Now we ventured out to the beach, walking towards Hammond. What evidence do we see of littoral drift? In the standard model, you would see boulders and cobbles at one end of the beach, tapering off to a broader sandy beach at the other end where the wave energy was less. On this beach, either end has cobbles. This reflects that, whatever the littoral drift is doing, the forces that most strongly shape a beach are the storms. Our Northeasters come from a different direction than the prevailing winds.
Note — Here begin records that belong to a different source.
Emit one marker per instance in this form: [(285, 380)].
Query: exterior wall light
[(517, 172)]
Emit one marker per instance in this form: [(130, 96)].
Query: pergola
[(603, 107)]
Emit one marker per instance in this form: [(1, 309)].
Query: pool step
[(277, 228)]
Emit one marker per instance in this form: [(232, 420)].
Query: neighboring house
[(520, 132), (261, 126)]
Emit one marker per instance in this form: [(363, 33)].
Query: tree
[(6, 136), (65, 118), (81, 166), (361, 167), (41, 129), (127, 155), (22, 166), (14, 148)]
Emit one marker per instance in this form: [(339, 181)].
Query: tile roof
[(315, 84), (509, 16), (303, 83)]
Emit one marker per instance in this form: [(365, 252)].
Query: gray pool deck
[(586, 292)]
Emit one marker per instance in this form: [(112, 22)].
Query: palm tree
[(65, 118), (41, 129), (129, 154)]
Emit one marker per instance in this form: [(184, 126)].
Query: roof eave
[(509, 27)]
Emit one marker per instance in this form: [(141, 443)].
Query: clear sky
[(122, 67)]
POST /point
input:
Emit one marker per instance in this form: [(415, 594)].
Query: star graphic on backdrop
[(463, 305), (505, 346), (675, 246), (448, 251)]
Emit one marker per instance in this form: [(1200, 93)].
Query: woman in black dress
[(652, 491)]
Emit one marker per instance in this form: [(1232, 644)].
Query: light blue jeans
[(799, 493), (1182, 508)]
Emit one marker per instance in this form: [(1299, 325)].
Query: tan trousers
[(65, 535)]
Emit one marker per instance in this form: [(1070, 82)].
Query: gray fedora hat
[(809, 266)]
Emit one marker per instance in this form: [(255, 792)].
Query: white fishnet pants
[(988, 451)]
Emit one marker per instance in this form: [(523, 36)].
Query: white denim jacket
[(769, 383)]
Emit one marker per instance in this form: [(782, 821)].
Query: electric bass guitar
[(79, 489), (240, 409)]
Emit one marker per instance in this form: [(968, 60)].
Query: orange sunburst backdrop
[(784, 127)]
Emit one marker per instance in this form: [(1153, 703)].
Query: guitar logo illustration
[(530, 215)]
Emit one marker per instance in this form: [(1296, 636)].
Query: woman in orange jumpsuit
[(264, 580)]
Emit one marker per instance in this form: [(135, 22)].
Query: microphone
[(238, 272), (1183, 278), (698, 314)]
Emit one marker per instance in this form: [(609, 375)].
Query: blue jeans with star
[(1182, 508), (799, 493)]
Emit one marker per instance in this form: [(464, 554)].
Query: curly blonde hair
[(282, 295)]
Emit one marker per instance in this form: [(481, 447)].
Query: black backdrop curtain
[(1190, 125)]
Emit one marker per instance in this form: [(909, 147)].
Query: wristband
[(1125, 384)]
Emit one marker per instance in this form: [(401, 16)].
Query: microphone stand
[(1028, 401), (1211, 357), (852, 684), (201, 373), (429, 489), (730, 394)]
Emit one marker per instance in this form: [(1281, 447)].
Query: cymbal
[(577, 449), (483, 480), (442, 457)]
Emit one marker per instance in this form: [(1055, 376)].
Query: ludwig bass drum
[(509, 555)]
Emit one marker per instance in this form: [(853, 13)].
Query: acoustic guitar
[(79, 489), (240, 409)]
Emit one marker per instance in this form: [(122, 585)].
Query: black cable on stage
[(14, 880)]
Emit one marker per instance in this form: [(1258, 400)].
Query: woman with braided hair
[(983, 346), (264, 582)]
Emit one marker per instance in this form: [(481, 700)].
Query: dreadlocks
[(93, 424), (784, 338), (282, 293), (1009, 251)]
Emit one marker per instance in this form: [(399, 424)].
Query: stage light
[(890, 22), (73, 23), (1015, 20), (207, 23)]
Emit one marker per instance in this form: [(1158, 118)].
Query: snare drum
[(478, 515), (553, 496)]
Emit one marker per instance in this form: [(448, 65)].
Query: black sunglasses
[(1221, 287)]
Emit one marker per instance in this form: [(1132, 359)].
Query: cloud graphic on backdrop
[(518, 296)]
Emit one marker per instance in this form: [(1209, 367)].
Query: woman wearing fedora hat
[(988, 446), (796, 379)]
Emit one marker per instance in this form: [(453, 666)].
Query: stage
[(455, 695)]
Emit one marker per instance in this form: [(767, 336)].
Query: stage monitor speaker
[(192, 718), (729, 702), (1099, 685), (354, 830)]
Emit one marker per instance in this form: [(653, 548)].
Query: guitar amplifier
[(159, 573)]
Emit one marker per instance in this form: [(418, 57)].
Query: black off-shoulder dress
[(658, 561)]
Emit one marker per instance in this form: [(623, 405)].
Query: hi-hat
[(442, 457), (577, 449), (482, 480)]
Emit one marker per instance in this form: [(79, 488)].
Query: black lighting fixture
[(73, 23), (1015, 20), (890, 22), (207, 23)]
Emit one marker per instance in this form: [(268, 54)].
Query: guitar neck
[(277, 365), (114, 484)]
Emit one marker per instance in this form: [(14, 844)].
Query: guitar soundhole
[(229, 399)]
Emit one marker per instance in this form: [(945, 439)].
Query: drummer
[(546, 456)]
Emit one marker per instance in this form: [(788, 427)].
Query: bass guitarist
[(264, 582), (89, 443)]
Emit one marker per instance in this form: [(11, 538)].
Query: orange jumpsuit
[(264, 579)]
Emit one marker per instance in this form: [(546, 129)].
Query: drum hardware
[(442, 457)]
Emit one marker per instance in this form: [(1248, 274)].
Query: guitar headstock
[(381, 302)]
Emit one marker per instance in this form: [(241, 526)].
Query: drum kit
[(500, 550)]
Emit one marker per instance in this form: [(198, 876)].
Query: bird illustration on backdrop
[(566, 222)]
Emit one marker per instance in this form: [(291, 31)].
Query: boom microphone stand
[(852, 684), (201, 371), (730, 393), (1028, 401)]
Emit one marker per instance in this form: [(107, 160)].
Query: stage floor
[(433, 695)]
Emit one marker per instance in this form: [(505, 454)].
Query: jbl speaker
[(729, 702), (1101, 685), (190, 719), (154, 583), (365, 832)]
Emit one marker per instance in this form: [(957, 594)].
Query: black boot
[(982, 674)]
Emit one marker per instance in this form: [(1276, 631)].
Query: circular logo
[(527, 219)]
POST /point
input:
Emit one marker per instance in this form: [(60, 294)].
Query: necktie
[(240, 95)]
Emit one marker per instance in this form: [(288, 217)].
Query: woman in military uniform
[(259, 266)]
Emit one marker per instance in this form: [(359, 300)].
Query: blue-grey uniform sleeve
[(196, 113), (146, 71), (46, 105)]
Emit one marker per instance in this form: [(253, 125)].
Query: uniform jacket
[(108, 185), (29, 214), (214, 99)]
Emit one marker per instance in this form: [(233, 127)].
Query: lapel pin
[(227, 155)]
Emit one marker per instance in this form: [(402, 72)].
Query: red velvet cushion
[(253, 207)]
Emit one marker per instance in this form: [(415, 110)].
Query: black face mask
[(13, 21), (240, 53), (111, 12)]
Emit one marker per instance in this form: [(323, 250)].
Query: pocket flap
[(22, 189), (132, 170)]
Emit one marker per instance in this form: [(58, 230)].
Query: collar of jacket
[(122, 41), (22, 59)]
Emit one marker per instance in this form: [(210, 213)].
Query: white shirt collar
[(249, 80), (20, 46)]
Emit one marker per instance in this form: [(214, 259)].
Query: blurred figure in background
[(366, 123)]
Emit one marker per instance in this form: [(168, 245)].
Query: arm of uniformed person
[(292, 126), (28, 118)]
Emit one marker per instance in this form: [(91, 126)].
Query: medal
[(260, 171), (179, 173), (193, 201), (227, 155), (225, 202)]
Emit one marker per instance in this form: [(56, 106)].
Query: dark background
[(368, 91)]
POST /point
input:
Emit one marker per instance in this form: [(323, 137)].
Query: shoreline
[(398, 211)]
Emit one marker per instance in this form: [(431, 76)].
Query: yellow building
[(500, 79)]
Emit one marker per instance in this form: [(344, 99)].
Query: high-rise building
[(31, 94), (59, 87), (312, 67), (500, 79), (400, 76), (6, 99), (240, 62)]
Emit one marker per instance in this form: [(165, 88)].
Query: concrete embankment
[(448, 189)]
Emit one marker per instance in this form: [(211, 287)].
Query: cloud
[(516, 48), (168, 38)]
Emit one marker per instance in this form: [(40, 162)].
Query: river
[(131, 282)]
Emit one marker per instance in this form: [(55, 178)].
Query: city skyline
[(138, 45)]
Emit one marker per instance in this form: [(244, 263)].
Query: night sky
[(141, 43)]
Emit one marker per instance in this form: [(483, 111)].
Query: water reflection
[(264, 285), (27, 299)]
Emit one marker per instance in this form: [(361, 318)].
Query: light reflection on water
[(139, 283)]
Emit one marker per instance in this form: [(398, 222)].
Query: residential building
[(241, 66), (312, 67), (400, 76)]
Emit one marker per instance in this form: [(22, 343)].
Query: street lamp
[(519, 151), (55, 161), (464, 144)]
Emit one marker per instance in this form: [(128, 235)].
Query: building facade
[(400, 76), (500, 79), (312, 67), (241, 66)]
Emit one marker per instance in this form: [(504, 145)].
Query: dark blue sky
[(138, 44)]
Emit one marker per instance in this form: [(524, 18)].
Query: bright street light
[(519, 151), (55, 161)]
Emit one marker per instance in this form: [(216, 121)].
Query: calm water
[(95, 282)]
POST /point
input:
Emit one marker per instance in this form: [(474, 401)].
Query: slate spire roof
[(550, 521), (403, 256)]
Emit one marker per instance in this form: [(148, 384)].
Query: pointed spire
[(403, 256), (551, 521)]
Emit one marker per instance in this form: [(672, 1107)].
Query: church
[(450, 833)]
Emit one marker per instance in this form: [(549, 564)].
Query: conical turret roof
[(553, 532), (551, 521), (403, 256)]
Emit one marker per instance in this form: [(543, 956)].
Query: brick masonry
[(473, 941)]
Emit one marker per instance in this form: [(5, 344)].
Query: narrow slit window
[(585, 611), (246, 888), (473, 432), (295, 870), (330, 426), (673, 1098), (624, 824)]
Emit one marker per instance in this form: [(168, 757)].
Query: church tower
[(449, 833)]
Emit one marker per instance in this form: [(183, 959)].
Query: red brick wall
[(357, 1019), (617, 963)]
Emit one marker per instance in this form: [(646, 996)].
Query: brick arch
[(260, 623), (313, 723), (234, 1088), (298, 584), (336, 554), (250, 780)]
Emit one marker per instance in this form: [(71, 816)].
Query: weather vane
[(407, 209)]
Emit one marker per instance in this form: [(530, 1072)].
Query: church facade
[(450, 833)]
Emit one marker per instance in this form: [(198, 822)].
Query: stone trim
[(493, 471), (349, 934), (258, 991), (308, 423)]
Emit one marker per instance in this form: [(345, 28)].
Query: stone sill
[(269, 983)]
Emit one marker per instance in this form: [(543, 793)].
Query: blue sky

Look at the bluffs. You can see various striation patterns. As the glacier advanced, streams would be running in front, perhaps frozen at night. Diagonal striations show where the stream bars advanced laterally. Where rounded (cup-shaped) deposits are present, that is called cut and fill structures as areas were eroded then filled in.

Does each different stripe represent a daily pulse due to ice melting and then freezing? Or some other time unit? Anyway, we know the darker bands have more organic material in them. The oldest sand would be at the bottom, deposited 30 – 20,000 years ago. Then, near the top of the bluffs, you see gravel. This material would have come from the glacier itself, instead of the streams running ahead of it. Gravel melts out as the glacier advances. Finally, at the very top you have glacial till, concrete-like material with occasional boulders.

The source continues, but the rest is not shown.